Vecchie foto cartacee scattate negli anni 2002-2004 mi ricordano luoghi e cammini tra natura ed architetture intorno a Camporosso in Valcanale, frazione di Tarvisio (UD).
A Camporosso ho vissuto numerose trasferte varie volte all'anno, viaggiando da Napoli in aereo o in treno notte con i miei due figli piccoli, per raggiungere il marito che lavorava in zona, e per trascorrere lunghi periodi, durante i quali portavo con me anche il computer ed il mio lavoro tecnico da scrivere.
Nella bellezza di questa terra alpina, di cui mi innamorai perdutamente, ricordo tanti cammini semplici ma gustati in varie stagioni, con la piena immersione nella natura, in una realtà per me nuova e stimolante, ecologica, sportiva e paesana, dalla quale la vita metropolitana da cui provenivo appariva lontanissima e più squallida che mai.
La casa era molto particolare, un piccolo appartamento nella palazzina della ex-stazione ferroviaria di Camporosso Valcanale, a ridosso dei binari dismessi per la realizzazione della pista ciclabile Alpe-Adria (all'epoca in preparazione); lo spazio interno era essenziale, razionale ed aveva un sapore di vecchio; le camere erano arredate poco e spartanamente, e le finestre offrivano affacci panoramici sul monte Lussari, su boschi di abeti e su prati interposti tra basse casette nel fondo della valle stretta e fredda, proprio un Canale di nome e di fatto, incuneato tra le montagne.

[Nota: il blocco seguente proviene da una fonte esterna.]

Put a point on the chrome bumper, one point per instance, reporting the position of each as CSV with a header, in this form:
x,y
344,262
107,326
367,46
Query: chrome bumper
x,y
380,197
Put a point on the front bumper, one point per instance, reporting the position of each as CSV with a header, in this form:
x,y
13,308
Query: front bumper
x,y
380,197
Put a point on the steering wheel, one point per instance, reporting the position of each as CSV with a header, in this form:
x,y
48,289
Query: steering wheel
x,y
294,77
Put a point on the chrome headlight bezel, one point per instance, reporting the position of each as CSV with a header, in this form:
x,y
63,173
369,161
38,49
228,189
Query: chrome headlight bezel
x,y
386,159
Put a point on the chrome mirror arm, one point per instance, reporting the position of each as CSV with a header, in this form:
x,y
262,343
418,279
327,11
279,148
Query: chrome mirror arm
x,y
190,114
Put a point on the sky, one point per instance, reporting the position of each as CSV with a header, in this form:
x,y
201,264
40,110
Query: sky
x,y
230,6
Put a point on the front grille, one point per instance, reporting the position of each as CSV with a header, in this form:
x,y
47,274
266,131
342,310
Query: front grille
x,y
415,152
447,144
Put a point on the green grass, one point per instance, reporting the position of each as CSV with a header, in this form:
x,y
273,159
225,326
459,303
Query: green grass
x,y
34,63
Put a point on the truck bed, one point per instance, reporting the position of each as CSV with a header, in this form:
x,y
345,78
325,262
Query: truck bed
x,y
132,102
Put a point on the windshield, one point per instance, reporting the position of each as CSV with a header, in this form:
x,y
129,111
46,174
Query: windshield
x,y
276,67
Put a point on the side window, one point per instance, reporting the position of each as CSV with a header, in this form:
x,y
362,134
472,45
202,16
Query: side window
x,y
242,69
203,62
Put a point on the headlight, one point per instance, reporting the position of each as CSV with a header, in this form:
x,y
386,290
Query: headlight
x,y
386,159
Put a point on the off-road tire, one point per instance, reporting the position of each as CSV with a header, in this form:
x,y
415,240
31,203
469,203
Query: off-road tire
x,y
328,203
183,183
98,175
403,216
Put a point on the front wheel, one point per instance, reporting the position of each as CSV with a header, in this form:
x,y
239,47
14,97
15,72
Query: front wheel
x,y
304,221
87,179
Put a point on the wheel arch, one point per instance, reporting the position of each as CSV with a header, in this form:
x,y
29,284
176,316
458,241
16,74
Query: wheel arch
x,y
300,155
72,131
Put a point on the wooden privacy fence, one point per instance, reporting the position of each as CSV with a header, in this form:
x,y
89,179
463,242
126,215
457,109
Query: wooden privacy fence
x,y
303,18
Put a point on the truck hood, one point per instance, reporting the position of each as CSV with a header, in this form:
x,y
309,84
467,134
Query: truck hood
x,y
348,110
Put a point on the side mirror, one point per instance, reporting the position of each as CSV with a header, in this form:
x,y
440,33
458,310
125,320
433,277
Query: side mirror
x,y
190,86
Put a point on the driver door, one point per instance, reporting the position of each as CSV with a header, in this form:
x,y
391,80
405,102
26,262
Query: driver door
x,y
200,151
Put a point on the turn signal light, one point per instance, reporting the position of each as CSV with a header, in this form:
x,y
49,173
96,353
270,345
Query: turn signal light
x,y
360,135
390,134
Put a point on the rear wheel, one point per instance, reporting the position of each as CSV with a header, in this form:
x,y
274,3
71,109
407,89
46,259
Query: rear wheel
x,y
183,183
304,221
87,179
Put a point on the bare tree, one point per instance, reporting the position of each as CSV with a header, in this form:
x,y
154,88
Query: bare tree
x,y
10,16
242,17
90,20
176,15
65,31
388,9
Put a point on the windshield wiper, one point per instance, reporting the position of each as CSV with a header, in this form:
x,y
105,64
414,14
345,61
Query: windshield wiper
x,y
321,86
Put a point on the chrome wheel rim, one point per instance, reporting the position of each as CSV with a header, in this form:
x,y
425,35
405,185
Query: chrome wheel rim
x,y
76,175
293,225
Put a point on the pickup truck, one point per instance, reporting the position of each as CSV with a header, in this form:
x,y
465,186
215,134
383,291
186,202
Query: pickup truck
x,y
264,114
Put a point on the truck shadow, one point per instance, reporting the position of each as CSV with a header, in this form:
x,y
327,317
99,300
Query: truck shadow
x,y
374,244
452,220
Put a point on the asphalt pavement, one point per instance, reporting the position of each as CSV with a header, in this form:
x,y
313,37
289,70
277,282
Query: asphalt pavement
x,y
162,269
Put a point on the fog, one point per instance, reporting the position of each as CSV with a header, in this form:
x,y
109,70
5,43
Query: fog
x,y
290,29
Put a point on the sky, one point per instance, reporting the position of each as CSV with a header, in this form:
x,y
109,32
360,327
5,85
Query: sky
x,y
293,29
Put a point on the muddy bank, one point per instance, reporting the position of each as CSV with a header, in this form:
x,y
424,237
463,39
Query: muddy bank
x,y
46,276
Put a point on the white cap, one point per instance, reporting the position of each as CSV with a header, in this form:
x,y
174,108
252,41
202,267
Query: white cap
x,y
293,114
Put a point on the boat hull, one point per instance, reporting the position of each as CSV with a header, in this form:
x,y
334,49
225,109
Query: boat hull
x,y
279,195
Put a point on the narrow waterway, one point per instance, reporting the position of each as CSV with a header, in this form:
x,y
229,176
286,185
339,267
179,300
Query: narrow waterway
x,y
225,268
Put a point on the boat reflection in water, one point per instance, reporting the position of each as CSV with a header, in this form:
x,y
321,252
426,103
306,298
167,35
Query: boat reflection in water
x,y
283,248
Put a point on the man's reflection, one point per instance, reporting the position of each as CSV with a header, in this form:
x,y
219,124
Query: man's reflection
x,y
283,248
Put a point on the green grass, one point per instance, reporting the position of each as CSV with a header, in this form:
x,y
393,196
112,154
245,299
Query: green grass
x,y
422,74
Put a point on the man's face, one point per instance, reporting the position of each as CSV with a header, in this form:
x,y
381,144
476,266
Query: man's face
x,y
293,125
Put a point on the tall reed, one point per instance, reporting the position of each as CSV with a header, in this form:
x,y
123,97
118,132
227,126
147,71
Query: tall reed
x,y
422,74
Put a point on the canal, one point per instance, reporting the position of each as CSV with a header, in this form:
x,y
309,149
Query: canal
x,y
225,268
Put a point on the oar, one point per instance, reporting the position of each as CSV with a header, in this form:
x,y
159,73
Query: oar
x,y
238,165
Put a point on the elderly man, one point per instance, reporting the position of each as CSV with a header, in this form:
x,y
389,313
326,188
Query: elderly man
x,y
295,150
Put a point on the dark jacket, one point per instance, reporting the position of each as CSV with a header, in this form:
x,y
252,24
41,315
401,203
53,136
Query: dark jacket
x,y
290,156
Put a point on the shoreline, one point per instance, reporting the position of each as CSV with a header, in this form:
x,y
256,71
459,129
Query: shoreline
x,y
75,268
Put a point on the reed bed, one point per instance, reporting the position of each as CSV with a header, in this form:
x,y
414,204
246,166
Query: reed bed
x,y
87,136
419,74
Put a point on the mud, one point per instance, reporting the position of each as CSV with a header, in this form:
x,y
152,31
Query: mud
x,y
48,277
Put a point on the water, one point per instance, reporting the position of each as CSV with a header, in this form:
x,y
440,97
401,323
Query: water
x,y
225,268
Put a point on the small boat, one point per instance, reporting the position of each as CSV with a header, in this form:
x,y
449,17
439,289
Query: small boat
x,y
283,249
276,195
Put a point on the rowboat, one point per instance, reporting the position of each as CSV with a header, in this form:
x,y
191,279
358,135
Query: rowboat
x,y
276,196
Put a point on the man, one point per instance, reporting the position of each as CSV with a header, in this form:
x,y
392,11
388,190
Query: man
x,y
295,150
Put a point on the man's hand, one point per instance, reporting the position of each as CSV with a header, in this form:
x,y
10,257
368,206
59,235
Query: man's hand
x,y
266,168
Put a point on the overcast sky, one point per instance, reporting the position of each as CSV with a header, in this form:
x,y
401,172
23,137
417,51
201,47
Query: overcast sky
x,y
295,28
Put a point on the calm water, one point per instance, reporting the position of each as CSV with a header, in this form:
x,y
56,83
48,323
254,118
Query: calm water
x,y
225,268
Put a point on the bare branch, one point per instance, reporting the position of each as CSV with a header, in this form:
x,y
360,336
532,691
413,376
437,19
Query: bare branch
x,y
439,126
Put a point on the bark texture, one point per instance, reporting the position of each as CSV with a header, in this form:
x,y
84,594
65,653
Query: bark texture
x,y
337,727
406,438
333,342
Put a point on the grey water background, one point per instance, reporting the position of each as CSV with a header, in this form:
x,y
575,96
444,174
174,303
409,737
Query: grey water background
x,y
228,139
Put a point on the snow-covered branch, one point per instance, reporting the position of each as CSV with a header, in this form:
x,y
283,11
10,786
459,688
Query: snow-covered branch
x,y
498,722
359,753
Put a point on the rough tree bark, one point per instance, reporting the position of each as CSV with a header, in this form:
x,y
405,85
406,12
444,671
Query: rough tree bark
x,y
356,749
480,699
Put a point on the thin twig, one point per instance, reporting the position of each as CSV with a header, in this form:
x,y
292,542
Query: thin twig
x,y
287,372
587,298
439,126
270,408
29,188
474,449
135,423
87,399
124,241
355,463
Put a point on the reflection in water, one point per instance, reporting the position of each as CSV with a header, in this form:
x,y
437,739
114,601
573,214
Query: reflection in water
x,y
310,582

Il sito era attestato sulla Sella di Camporosso, che fa da spartiacque tra il l’alto Adriatico Mediterraneo ed il Mar Nero, in bilico tra due mondi, quello alpino friulano-austro-italiano e quello mitteleuropeo, che si estende sconfinato a nord-est.

Il contesto invitava al cammino per la scoperta della natura dei luoghi, ed anche alla socializzazione nel vicinato, secondo quella dimensione umana tipica dei paesi, in cui ci si relaziona con semplicità ad ogni età.
 

La natura penetrava nella casa attraverso tutte le finestre e nello spazio interno echeggiava un richiamo irresistibile al cammino. Una forza centrifuga, impalpabile ma potente, conduceva verso le valli circostanti, austere, incuneate tra montagne coperte da foreste di abeti e sovrastate da cime di bianca roccia calcarea, strapiombanti e selvagge, stagliate nel cielo come giganti pietrificati.
Nelle mattine d’estate, mentre i bambini dormivano, dalla finestra della cucina ammiravo le cime rocciose, altissime, illuminate dai primi raggi di sole, ed affrettavo la preparazione di pasti sani e frugali da lasciare pronti da scaldare al rientro dalle camminate, oppure riempivo thermos portavivande e zaini con il pranzo da consumare all’aria aperta.
In gioventù avevo girovagato molto in ambiente mediterraneo, e verso i 40 anni avevo finalmente occasione di camminare in un ambiente alpino diverso da quello dei “paesi delle favole” di alcune famose località turistiche che conoscevo, dove la cura minuziosa della bellezza “da cartolina” mi era apparsa artefatta con abilità, apposta per ammaliare i visitatori in un tripudio di colori, tra gerani alle finestre, tendine ricamate e decorazioni vivaci di case, negozi, tavolini, piazzette e fontane.  
In Valcanale, nonostante il turismo estivo ed invernale in via di sviluppo, in quegli anni si gustava ancora un pò del sapore di montagna alpina degli abitanti, oltre che degli utenti, tra quelle terre alte, riservate e selvagge all’estremo nord-est d’Italia.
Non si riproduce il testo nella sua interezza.